14


Rufus Harms apareció en el umbral de la puerta de la sala de visitas y pareció desconcertado al ver al joven. Siguió avanzando con dificultad. Michael se levantó para saludarle pero el guardián que Rufus tenía detrás vociferó:

—¡Siéntese!

Michael obedeció en el acto.

El guardián observó atentamente como Rufus tomaba asiento frente a Michael y luego se dirigió al abogado.

—Se le han comunicado las normas de conducta que debe seguir durante la visita. Por si se le ha olvidado alguna, ahí las tiene claramente especificadas. —Le señaló un gran cartel en la pared—. Queda prohibido en todo momento cualquier contacto físico. Y debe permanecer sentado todo el rato. ¿Lo ha entendido?

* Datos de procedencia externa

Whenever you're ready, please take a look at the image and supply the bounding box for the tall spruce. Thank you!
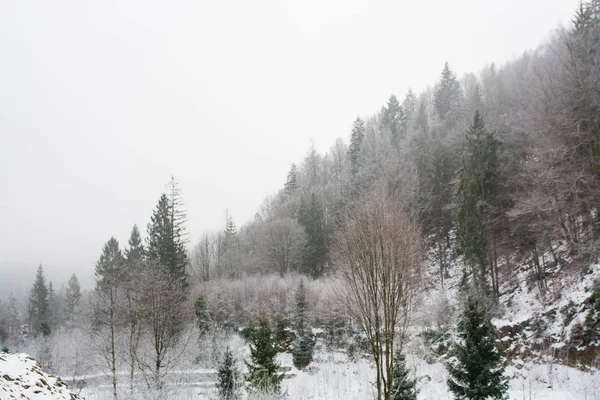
[297,193,328,278]
[433,62,463,121]
[380,94,406,147]
[245,318,283,394]
[65,273,82,321]
[94,237,124,399]
[455,111,502,297]
[447,295,508,400]
[146,191,189,286]
[28,265,50,336]
[391,351,418,400]
[284,163,299,195]
[348,117,366,176]
[292,279,314,370]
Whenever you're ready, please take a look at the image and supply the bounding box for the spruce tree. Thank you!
[245,318,283,394]
[195,293,211,334]
[217,346,240,400]
[284,163,299,195]
[65,273,82,320]
[28,265,50,336]
[348,117,366,176]
[146,192,189,286]
[380,94,406,147]
[433,62,462,120]
[446,296,508,400]
[297,193,328,278]
[391,351,418,400]
[292,280,314,370]
[455,111,502,297]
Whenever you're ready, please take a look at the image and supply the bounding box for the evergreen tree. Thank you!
[195,293,211,334]
[446,296,508,400]
[391,351,418,400]
[455,112,502,296]
[124,224,144,264]
[245,318,283,394]
[297,193,328,278]
[402,88,418,120]
[380,94,406,146]
[348,117,366,176]
[65,273,82,320]
[47,281,58,329]
[433,62,463,120]
[146,192,189,286]
[284,163,299,195]
[94,237,124,399]
[292,280,315,369]
[28,265,50,336]
[217,346,240,399]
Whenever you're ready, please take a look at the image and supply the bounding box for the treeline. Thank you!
[190,0,600,302]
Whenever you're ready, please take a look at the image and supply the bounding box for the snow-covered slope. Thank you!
[0,352,81,400]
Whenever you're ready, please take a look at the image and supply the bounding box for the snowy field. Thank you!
[72,349,600,400]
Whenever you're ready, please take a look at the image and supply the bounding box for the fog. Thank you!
[0,0,577,292]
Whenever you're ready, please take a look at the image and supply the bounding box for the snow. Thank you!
[0,352,81,400]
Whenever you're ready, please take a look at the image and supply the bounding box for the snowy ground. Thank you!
[70,347,600,400]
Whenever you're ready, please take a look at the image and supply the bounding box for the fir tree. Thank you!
[455,111,502,297]
[245,318,283,394]
[65,273,82,320]
[217,346,240,400]
[28,265,50,336]
[380,94,406,147]
[391,351,418,400]
[446,296,508,400]
[292,280,314,369]
[348,117,366,176]
[124,224,144,265]
[284,163,299,195]
[146,192,189,286]
[433,62,462,120]
[297,193,328,278]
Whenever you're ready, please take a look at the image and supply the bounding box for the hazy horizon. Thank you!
[0,0,578,294]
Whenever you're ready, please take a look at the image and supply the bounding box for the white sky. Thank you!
[0,0,578,292]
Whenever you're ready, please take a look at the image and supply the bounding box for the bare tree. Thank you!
[260,217,307,276]
[331,184,424,400]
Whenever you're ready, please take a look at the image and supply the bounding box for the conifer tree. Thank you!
[217,346,240,400]
[292,280,314,370]
[446,296,508,400]
[195,293,211,334]
[146,192,189,286]
[297,193,328,278]
[380,94,406,147]
[28,265,50,336]
[433,62,462,121]
[284,163,299,195]
[391,351,418,400]
[348,117,366,176]
[245,318,283,394]
[455,111,502,297]
[94,237,124,399]
[65,273,82,320]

—Sí. ¿Debe usted permanecer en esta sala? Existe lo que se llama confidencialidad abogado-cliente. Además, ¿tiene que seguir encadenado así? —preguntó Michael.

—No hablaría así si estuviera al corriente de lo que ha hecho a muchos tipos de aquí dentro. Con cadenas y todo, sería capaz de romperle ese flaco cuello en un par de segundos. —El guardián se acercó a Michael—. Puede que en otras cárceles disfrute usted de más intimidad, pero esta no es como las demás. Aquí tenemos a los más importantes y a los peores y nos regimos por nuestras propias normas. Esta es una visita no programada, de modo que tiene usted veinte minutos porque luego el lobo feroz se irá a limpiar váteres. Y hoy le tocarán algunos bastante sucios.

—Siendo así, le agradeceré que nos permita ir a lo nuestro —dijo Michael.

El guardián no dijo nada más y se situó junto a la puerta.

Michael volvió la vista hacia Rufus y descubrió que aquel hombre tan corpulento la tenía fija en él.

—Buenos días, señor Harms. Me llamo Michael Fiske.

—Un nombre que no me dice nada.

—Lo sé pero he venido para hacerle unas preguntas.

—Me han dicho que era mi abogado. Usted no es mi abogado.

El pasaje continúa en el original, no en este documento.